A universal technical solution is obviously desirable.  Unfortunately, it seems that version 1.0 of that solution has a bug.  Mysteriously, this bug only seems to affect a few people -- the rest of us are able to see information in the top right corner of posts without any problem.  In an attempt to fix a post width problem that affected a small percentage of threads (though it affected all users who viewed those threads on small/normal sized screens), we have created a problem that affects a small number of users in all threads they view.  I don't think it's fair to call this an unfortunate misjudgment or to say that we fixed a minor issue and created a major one.

I am truly sorry if you've been inconvenienced these last few days.  I understand how frustrating it is when the forums aren't functioning properly.   Please just relax and be patient.  I have no doubt that Mike will get  it all resolved, but surely he is entitled to weekends too.  

best,
Jann
French forums moderator


----------



## mkellogg

I just tested it on five major web browsers and it looks fine in all of them. I don't doubt what you say, but most _modern_ browsers have no trouble with it.

I'll take a look at it on Monday.  In the meantime, I recommend that the few of you with problems upgrade your browsers to the latest version.  Not only do I think it will solve this problem, but it will also make your computer more secure.  (Old browsers have numerous security holes, that allow malicious websites to steal your passwords, etc.)
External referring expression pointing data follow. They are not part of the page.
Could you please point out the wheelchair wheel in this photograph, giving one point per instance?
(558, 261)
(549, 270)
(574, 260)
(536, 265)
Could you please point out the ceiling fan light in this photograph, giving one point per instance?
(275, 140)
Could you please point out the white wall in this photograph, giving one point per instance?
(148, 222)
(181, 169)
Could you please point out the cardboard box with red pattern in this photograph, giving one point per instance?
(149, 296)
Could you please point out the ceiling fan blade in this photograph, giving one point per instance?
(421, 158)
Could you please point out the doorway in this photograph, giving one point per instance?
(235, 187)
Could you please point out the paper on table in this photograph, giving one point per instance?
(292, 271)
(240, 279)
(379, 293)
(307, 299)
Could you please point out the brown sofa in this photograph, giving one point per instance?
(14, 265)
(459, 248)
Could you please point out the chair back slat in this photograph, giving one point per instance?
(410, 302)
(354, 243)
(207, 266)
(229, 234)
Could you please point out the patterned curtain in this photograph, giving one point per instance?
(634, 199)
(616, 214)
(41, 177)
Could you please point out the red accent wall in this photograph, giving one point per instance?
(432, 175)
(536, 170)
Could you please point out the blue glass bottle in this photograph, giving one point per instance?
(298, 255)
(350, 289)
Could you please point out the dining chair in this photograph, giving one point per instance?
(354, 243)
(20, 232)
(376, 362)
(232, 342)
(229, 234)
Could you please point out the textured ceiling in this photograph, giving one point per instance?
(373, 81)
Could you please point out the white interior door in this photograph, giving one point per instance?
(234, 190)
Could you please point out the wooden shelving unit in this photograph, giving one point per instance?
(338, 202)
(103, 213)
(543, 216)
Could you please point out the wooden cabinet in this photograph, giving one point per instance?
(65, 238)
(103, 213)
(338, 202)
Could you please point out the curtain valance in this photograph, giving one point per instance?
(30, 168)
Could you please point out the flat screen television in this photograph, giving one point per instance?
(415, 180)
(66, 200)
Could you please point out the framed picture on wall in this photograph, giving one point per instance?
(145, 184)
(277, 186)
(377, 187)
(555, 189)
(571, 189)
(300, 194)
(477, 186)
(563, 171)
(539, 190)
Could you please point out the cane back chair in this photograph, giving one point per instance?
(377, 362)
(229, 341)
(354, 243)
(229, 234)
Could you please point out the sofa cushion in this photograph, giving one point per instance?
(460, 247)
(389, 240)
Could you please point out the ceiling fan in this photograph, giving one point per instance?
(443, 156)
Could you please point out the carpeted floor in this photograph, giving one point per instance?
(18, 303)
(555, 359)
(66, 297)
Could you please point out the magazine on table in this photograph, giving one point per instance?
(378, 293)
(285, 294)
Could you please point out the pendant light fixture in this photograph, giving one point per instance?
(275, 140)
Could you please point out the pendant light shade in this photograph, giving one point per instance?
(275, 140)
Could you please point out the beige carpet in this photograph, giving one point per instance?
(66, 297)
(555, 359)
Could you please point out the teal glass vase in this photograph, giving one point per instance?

Anyway, I would appreciate it if somebody could attach a screenshot of the problem to this thread.


----------



## Dmitry_86

jann said:


> The solution you suggest is not as easy as it first sounds, not the least because we do not (to my knowledge) have any systematic way to identify members who have written excessively long descriptions.  Some of these members may be no longer active on the forums.  Even if we could sift through existing members and request that those with long descriptions revise their profile, and even if every single one of those members logged on in the next few days to see the request and comply, this would not prevent other people from lengthening their descriptions at some point in the future, nor would it prevent newly registered members from writing long descriptions.
> 
> A universal technical solution is obviously desirable.  Unfortunately, it seems that version 1.0 of that solution has a bug.  Mysteriously, this bug only seems to affect a few people -- the rest of us are able to see information in the top right corner of posts without any problem.  In an attempt to fix a post width problem that affected a small percentage of threads (though it affected all users who viewed those threads on small/normal sized screens), we have created a problem that affects a small number of users.
> 
> I am sorry if you've been inconvenienced these last few days.  Please just relax and be patient.  I have no doubt that Mike will get  it all resolved, but surely he is entitled to weekends too.
> 
> best,
> Jann
> French forums moderator



Dear jann!

I still think the suggestion about doing all this revision privately was absolutely correct. I know that it might be difficult at first sight, but I am sure it is possible to arrange it so that everyone who has their information too lengthy will shorten it shortly after your request. First of all, I do not see any serious problems even if there are rather long personal descriptions of their location, country, city, etc. I agree that they might occupy too much room in the band above messages, but this does not irritate me at all. I presume most other members will agree. Of course, too long phrases need shortening, but there is no use rushing to do all this and therefore it is easy to email these people ask they do what moderators want them to do. Every forum must a have a record containing names of members registered in it. I would be surprised to know that our forum does not have such. Such a detailed record would allow moderators to automatically send a private message to EVERYONE REGISTERED in the forum like I have seen it working on the Internet many times. You will not have to find out a person's email and then write them with a request to change their profile. The system will do everything instead. In this case people whose profiles satisfy the requirements will receive this message too, but they will just ignore it because there will be no need for them to modify anything. Second, there is another easy way to deal with this problem. We can create a temporary thread in the English Only forum asking everyone to revise their personal information. We could place this thread below "Read this before you post ..." and lock it to prevent anyone from adding new messages there. people will notice this thread when they have entered the forum and follow the regulations. Some time will pass and probably we will delete this thread very soon.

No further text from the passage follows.